Capital requirements remain a central risk, as the WDS model’s upfront investment could outpace near-term cash generation if pipeline conversion lags. Operational scaling, including throughput optimization and manufacturing efficiency, is unproven at larger volumes. Failure to maintain NASDAQ listing could restrict access to public capital. Competitive responses from established waste management players and regulatory changes could alter the addressable market or margin structure.

Forward Outlook

For Q4 2025, 374 Water guided to:

  • Revenue of $4 million for full-year 2025, supported by recognized project milestones and capital equipment sales.
  • Completion of key deployments, including the OC-SAN AirSquo-6 unit and North Carolina AFFF phase one.

For full-year 2026, management raised guidance:

  • Revenue in the $6–8 million range, representing 50–100% growth, with an increasing share from recurring WDS contracts.

Management highlighted several factors that shape the outlook:

  • Conversion of a large commercial pipeline into actionable backlog, especially at TSDFs and with government contracts.
  • Operational focus on throughput and margin optimization, with ongoing process improvements and pricing studies to maximize return on capital.

Takeaways

374 Water’s Q3 marks a pivotal transition toward a recurring revenue model, with commercial traction in waste destruction services and a robust pipeline of TSDF and government projects. Execution on throughput and capital management will determine the company’s ability to capture the PFAS remediation opportunity and drive margin expansion.
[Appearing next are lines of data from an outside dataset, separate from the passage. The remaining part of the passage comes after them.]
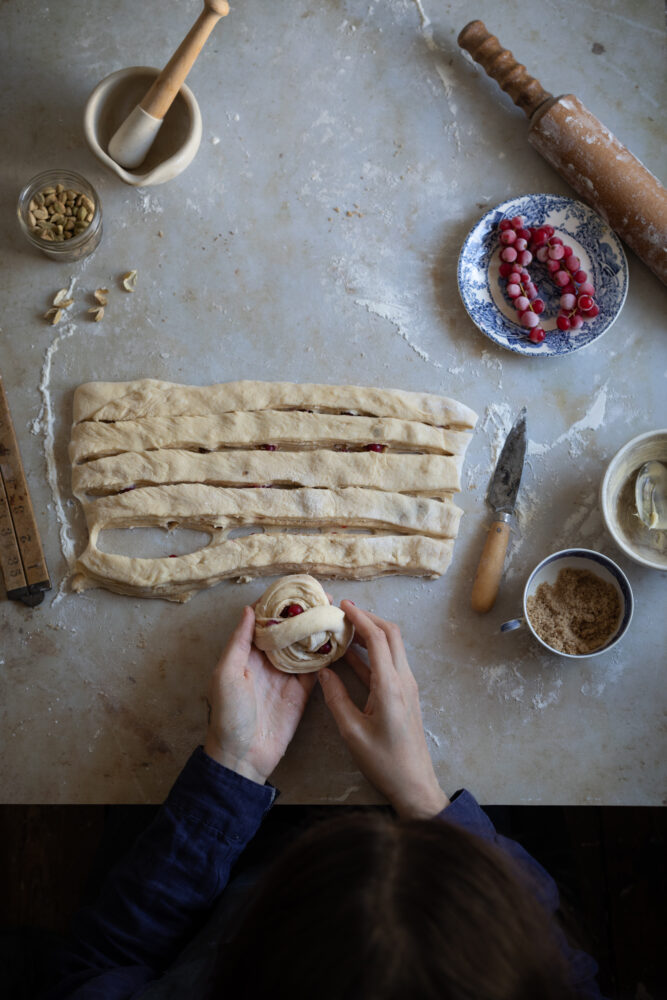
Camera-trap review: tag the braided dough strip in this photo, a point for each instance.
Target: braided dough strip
(349, 557)
(93, 439)
(419, 474)
(201, 507)
(293, 644)
(151, 397)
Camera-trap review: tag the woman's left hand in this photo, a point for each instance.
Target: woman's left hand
(254, 709)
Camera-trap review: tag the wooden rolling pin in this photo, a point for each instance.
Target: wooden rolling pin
(600, 169)
(130, 143)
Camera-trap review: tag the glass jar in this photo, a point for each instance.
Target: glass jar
(61, 247)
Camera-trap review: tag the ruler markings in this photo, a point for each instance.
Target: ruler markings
(21, 555)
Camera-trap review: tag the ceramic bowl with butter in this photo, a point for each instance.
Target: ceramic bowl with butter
(632, 494)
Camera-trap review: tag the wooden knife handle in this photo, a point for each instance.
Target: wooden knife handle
(526, 92)
(490, 569)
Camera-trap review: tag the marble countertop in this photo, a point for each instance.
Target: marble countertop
(348, 148)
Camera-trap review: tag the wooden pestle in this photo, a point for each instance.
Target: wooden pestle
(600, 169)
(130, 143)
(161, 96)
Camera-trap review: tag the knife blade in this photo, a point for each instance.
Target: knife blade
(501, 497)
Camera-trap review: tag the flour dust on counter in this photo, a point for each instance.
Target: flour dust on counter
(346, 482)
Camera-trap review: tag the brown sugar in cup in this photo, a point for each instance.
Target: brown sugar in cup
(577, 603)
(577, 614)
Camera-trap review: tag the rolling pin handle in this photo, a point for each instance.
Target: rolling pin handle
(499, 63)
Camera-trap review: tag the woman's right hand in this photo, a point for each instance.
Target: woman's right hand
(387, 738)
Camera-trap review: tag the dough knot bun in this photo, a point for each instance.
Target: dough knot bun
(305, 642)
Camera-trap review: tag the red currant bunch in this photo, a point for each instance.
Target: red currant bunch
(520, 244)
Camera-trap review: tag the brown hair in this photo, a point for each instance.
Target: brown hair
(363, 908)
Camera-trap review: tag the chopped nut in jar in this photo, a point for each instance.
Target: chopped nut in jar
(56, 214)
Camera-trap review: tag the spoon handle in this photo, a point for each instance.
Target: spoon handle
(160, 97)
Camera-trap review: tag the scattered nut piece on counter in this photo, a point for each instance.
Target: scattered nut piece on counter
(60, 299)
(55, 315)
(56, 214)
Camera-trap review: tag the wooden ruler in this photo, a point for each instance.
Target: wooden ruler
(21, 554)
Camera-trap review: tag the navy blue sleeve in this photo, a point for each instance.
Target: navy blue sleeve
(464, 811)
(156, 896)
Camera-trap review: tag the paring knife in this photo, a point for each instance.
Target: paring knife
(501, 497)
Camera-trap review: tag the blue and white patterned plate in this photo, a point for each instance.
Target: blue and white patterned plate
(483, 291)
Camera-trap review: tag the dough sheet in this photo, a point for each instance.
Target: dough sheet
(340, 481)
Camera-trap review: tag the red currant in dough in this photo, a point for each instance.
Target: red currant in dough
(291, 611)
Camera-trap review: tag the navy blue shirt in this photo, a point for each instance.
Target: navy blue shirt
(160, 894)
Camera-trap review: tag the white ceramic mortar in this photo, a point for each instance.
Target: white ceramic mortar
(176, 143)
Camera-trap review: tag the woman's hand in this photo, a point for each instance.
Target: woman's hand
(254, 709)
(387, 739)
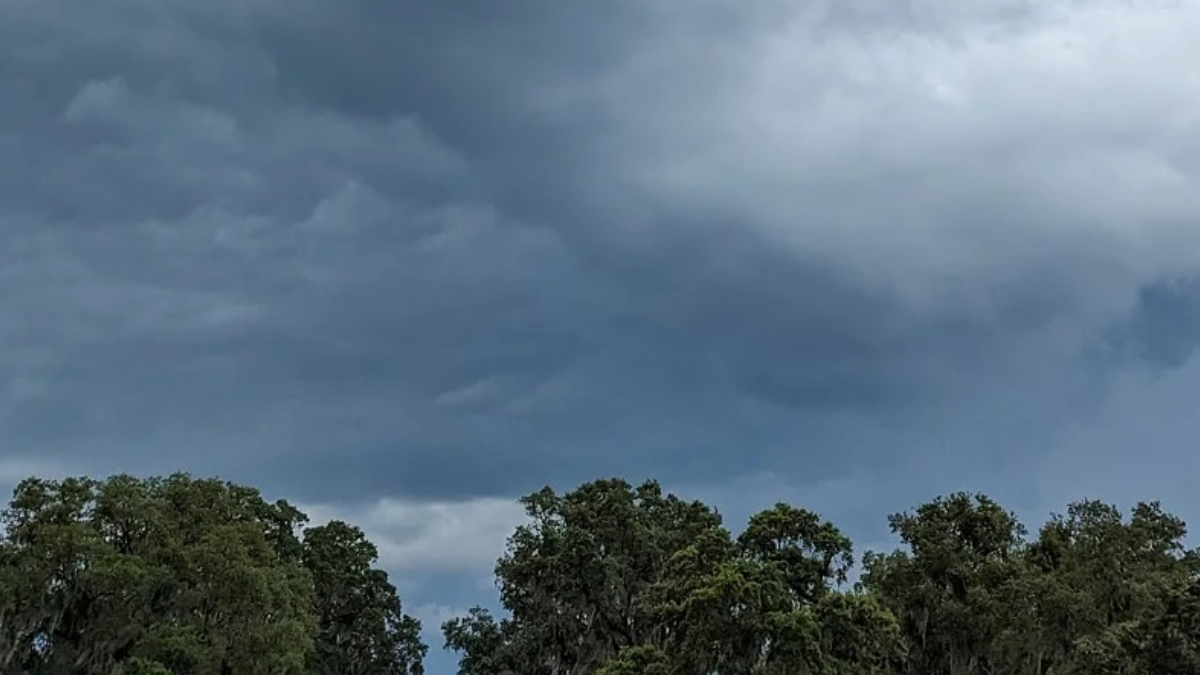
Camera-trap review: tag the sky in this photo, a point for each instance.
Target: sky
(405, 261)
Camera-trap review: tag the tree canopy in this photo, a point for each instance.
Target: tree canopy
(178, 575)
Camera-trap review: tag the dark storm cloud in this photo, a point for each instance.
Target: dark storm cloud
(352, 249)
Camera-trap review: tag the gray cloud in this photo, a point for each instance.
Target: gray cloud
(349, 250)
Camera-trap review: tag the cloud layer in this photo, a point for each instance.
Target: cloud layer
(425, 255)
  • Recurring Model Emerges: Waste destruction services are now the strategic focus, with higher margins and valuation potential, but require disciplined capital deployment and operational scaling.
  • Pipeline and Technology Validated: TSDF partnerships, DOD pilots, and municipal wins demonstrate market acceptance and position the company for broader adoption.
  • Execution Watchpoint: Investors should monitor backlog conversion, throughput gains, and capital formation as leading indicators of sustainable growth and path to profitability.

Conclusion

374 Water enters 2026 with momentum in recurring waste destruction services, validated technology, and a growing commercial pipeline. The company’s ability to scale throughput, convert backlog, and manage capital will be decisive in realizing its margin and valuation ambitions in the vast PFAS destruction market.

Industry Read-Through

374 Water’s emergence as a PFAS destruction services provider underscores the growing urgency and regulatory momentum around “forever chemical” remediation. The company’s shift to an own-and-operate, recurring revenue model mirrors broader trends in environmental services, where asset ownership and service contracts drive higher margins and enterprise value. Waste management incumbents, including TSDF operators and industrial service providers, face rising demand for compliant PFAS destruction solutions, potentially accelerating consolidation and partnership activity in the sector. The capital intensity and operational complexity of scaling new destruction technologies will be a key differentiator, with regulatory shifts likely to expand the addressable market for those able to execute at scale.